Banding is the formation of pale white lines or grooves across the nail plates and is usually asymptomatic.
Patients undergoing EGFR inhibitor therapy are advised to moisturise the dry areas of the body twice a day with thick alcohol-free emollient and use a sunscreen of SPF 15 or greater.
Patients with moderate rash with itch and signs of confluence may need to be started on oral antibiotics. When rashes become severe with pain and ulceration, the discontinuation of EGFR inhibitor is strongly recommended, with concurrent high dose of antihistamines and antibiotics. Severe reactions where the skin becomes exfoliative with ulcerative dermatitis are extremely rare. Patients need to be treated in the burns unit if such incidences occur and should not be re-challenged with the EGFR inhibitor.
IMMUNE-MEDIATED HYPERSENSITIVITY REACTIONS All chemotherapeutic agents have the potential to initiate an infusion reaction. There are different types of skin rashes that can accompany infusion reactions of chemotherapy drugs either in the setting of an anaphylactic reaction or a mild “standard infusion reaction”. Although they are generally infrequent, these reactions occur more frequently with chemotherapy drugs such as paclitaxel, docetaxel, carboplatin and oxaliplatin.
The method of treatment of rashes depends on its extensiveness. A mild, asymptomatic rash may not require treatment while rashes that cause itch may require topical antibiotic in combination with oral antihistamines for pruritis.
Most reactions involve type I hypersensitivity and are presented with urticaria, pruritis, angioedema and flushing. Severe anaphylactic reactions can occur and cause hypotension, shock and occasional death. Pre-medications prior to the administration of the above chemotherapy drugs are usually given to prevent such incidences.
PIGMENTARY CHANGES This effect, involving the skin, nails and mucous membranes, is common in patients receiving cytotoxic agents such as alkylating agents and antitumour antibiotics. The pigmentary changes usually resolve with drug discontinuation. One way to minimise the risk of hyperpigmentation is to avoid sun exposure and make appropriate sun barrier preparations. Fluorouracil is one of the most commonly used drugs in cancer patients and it can be given via intravenous infusion, continuous infusion or orally. Some of its common side effects are the darkening of nail beds, inducement of the mucosal pigmentation of the tongue and conjunctiva.
Onchylosis is the separation of the nail plate from the nail bed and can occur with chemotherapy drugs such as anthracyclines, taxanes and fluorouracil. Managing this effect includes the application of anti-microbial solutions, maintenance of short nails and avoidance of contact with irritants. Paronychial inflammation happens when the nails and skin surrounding them progressed from redness to swelling to inflammation to pus formation around the affected nails. This can be very painful and affects the quality of life. Some ways to manage this effect are to avoid friction and pressure on the nail folds by wearing loose-fitting shoes, apply topical antiseptic creams to prevent infections and apply topical steroids to prevent initial lesions from becoming more severe in conjunction with antiseptic creams. Lastly, subungual splinter haemorrhages resemble wood splinters under the nails that are straight black lines which will move forward as the nail grows. They are usually harmless and occur in patients receiving Sorafenib or Sunitinib.

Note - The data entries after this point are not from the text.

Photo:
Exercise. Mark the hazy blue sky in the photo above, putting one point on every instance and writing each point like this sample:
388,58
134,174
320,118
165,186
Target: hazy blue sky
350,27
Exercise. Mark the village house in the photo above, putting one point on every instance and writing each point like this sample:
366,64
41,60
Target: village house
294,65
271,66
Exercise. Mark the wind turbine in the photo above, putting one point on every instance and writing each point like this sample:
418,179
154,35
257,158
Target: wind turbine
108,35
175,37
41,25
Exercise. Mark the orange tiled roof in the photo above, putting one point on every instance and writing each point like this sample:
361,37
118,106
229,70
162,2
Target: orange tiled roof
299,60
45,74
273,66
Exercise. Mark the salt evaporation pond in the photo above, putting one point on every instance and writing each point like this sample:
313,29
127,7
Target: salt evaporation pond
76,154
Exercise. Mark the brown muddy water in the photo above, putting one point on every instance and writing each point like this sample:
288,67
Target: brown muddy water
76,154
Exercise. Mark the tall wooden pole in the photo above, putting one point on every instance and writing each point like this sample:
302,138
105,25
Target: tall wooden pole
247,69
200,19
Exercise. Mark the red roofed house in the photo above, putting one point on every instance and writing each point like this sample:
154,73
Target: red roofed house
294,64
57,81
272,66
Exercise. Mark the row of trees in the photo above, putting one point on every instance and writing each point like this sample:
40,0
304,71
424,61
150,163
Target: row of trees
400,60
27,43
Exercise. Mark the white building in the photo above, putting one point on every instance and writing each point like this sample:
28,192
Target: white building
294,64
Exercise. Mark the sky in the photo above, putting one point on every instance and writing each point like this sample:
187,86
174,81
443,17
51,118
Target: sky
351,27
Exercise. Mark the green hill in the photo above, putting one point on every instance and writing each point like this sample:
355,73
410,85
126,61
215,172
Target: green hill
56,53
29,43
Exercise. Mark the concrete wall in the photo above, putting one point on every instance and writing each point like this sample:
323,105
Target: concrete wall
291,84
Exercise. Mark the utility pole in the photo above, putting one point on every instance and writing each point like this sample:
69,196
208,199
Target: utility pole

RADIATION RECALL Radiation recall is an inflammatory reaction that sometimes occurs when an individual receives chemotherapy following radiation therapy for cancer. The symptoms can occur just a few days after radiation therapy is completed, or years later. It is uncertain how often this reaction happens, but one study estimated that it occurs in nine percent of people who go through both radiation therapy and chemotherapy for cancer.
The symptoms of radiation recall are due to inflammation in a region that was previously treated with radiation. The most common type of reaction is a skin rash involving redness, swelling, and/or blistering of the skin. The rash is often painful and has the appearance of severe sunburn. Other regions that may be affected include the mouth (radiation recall mucositis), larynx, esophagus, stomach, small intestine, lungs (radiation recall pneumonitis), muscles (radiation recall myositis), and the brain. Though radiation recall is most commonly reported with chemotherapy drugs, other medications such as antibiotics and herbal supplements have been linked with a radiation recall reaction. The chemotherapy drugs most commonly associated with radiation recall include: doxorubicin, docetaxel, paclitaxel, gemcitabine and capecitabine. The treatment for a radiation recall reaction is primarily supportive care – managing symptoms until the problem resolves on its own. Eliminating the source of the reaction (for example, discontinuing the chemotherapy drug felt to be responsible) is often the first step. Medications such as corticosteroids and anti-inflammatory preparations may be used in some cases to decrease the inflammation. For radiation recall dermatitis, wearing loose-fitting clothing made of nonirritable fabrics might make you feel more comfortable. Using a cool compress has helped some people manage the discomfort, but it is important to check with your doctor regarding his/her recommendations. While the rash is healing, it is important to avoid worsening the rash, such as being excessively exposed to the sun and sunburns. Unfortunately, it is impossible to predict if someone will react to a particular chemotherapy drug or other medications after radiation therapy. Even if someone has had a radiation recall reaction before, it may or may not occur a second time. Radiation recall does seem to be less common when the time interval between radiation therapy and chemotherapy is longer, but considerations other than radiation recall are often more important in decisions regarding the timing of treatments.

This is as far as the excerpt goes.